Jessica Dominique Marais (born 29 January 1985) is a South African-born Australian actress best known for her roles on Australian television in Packed to the Rafters and Love Child. She also co-starred on the American drama series Magic City.

Early life
Born in Johannesburg, South Africa, Marais and her family lived in Canada and New Zealand before relocating to Perth, Western Australia, when she was nine.  Six months after arriving in Australia, Marais' father Tony died from a heart attack while returning from a family picnic. Marais and her younger sister Clara were raised by her mother Karen. She attended a Catholic co-educational school John XXIII College in Claremont for a year.
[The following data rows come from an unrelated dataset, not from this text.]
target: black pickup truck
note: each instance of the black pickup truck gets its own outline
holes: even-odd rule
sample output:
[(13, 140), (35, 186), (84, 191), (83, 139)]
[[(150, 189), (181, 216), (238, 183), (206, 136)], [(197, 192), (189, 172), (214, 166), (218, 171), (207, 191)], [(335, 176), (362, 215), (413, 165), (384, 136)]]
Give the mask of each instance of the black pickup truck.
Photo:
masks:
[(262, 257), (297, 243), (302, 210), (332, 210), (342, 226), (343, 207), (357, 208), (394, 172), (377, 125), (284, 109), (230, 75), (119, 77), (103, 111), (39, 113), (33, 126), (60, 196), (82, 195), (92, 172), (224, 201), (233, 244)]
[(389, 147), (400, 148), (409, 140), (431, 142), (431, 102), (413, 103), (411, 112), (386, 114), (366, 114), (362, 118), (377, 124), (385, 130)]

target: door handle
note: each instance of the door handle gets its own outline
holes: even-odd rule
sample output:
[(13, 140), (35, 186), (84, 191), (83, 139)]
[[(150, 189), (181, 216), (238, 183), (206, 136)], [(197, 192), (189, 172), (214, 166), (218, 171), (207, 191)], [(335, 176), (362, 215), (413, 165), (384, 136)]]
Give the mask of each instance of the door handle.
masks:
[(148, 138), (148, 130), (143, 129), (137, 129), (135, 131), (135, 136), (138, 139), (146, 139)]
Jessica attended the National Institute of Dramatic Art where she graduated in 2007. NIDA appearances included Ophelia in William Shakespeare's Hamlet and Charity in Sweet Charity. While still completing her final year she won the role in Packed to the Rafters, along with co-star and fellow NIDA graduate Hugh Sheridan.

Career
Marais was attending NIDA when she was cast in the role of Rachel Rafter on the television series Packed to the Rafters. The series became a success and was instantly renewed. In February 2011 it was announced that Marais had left the show, with her final episode airing on 23 August 2011. Marais starred in the series from Season One until Season Four from 2008 to 2012. Marais made cameo appearances in the final episode of season 4 on 20 March 2012 and in the series finale on 2 July 2013. After initially agreeing to reprise the role of Rachel Rafter in Back to the Rafters, which premiered on Amazon Prime Video on 17 September 2021, she pulled out before filming began for personal reasons.

Marais also starred in Rai Fazio's film Two Fists, One Heart with fellow Perth actor Tim Minchin and Daniel Amalm which was released in March 2009. Marais guest-starred in the American series, Legend of the Seeker filmed in Auckland New Zealand, playing the role of the Mord'Sith Denna.
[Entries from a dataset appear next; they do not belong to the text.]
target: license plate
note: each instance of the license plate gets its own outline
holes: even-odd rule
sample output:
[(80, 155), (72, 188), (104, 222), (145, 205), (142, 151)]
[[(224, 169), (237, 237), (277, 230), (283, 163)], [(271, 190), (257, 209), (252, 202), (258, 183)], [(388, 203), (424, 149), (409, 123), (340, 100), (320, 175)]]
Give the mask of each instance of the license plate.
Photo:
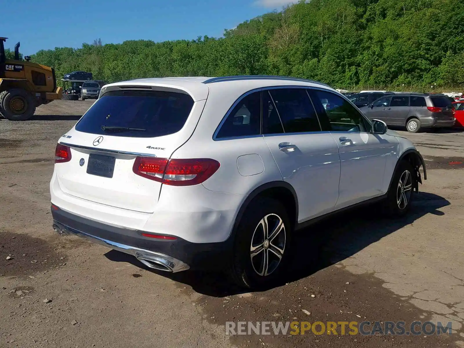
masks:
[(111, 156), (90, 154), (89, 155), (87, 174), (105, 178), (112, 178), (116, 159)]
After departing Packed to the Rafters, Marais relocated to Los Angeles to pursue a career in Hollywood. Marais then went to Miami, to film US drama, Magic City. The series lasted two seasons.
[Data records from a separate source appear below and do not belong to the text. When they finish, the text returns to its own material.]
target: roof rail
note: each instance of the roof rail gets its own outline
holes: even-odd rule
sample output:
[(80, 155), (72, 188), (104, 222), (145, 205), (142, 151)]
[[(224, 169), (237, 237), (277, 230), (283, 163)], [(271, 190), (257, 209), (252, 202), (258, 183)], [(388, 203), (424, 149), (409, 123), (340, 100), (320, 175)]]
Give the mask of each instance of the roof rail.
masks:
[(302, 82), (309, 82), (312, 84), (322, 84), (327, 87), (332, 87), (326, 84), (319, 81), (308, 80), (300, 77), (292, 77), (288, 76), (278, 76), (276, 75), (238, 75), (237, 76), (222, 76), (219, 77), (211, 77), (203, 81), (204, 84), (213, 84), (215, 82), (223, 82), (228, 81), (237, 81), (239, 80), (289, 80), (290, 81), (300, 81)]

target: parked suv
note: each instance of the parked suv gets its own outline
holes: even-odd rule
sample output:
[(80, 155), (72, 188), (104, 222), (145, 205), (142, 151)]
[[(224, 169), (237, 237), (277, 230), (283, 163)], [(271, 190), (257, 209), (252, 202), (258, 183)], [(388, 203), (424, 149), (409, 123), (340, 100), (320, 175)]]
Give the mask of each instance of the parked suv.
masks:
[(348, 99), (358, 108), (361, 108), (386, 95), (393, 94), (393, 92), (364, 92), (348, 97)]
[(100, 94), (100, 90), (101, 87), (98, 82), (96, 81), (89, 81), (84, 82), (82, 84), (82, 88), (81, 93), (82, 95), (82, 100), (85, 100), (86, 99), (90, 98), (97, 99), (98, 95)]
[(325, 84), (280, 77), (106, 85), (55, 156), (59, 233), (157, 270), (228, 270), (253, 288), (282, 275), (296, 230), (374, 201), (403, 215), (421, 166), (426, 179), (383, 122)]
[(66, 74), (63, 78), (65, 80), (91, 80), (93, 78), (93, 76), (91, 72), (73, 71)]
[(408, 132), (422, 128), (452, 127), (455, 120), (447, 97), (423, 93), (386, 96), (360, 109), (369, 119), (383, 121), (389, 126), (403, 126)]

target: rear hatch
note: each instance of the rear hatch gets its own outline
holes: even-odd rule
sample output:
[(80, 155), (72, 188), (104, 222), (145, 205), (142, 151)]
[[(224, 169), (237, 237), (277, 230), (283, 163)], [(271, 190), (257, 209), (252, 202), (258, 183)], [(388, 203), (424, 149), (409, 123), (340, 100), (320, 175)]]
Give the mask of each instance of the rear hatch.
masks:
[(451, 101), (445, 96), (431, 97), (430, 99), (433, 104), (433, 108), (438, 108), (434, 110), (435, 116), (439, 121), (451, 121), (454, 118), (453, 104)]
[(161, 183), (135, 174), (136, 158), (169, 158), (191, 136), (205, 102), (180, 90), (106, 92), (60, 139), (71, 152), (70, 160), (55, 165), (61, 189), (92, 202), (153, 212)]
After relocating back to Australia, Marais portrayed Australian transgender entertainer and activist Carlotta in a biographic telefilm for ABCTV Australia. Its worldwide premiere was on 19 June 2014. It was the No. 10 show of the night, and nationally won its timeslot with 811,000 viewers. Also in 2014, Marais had the lead role on Channel Nine's Love Child, where she played the character Dr Joan Millar. She has since appeared on all four seasons of this show.

Since 2016, Marais had the lead role in Channel Ten's drama The Wrong Girl. Marais was nominated for the Gold Logie in 2017 and 2018

Personal life
Marais was engaged to former Packed to the Rafters co-star James Stewart in 2009. However, in May 2015 Marais announced that she and Stewart had ended their 5-year engagement amicably.

Marais and Stewart have a daughter together born in May 2012.  Marais was reported as saying she would return to work filming the second series of Magic City while Stewart would be the baby's full-time caregiver.

Filmography

Awards
Marais has won, and been nominated, for seven Logies in her time.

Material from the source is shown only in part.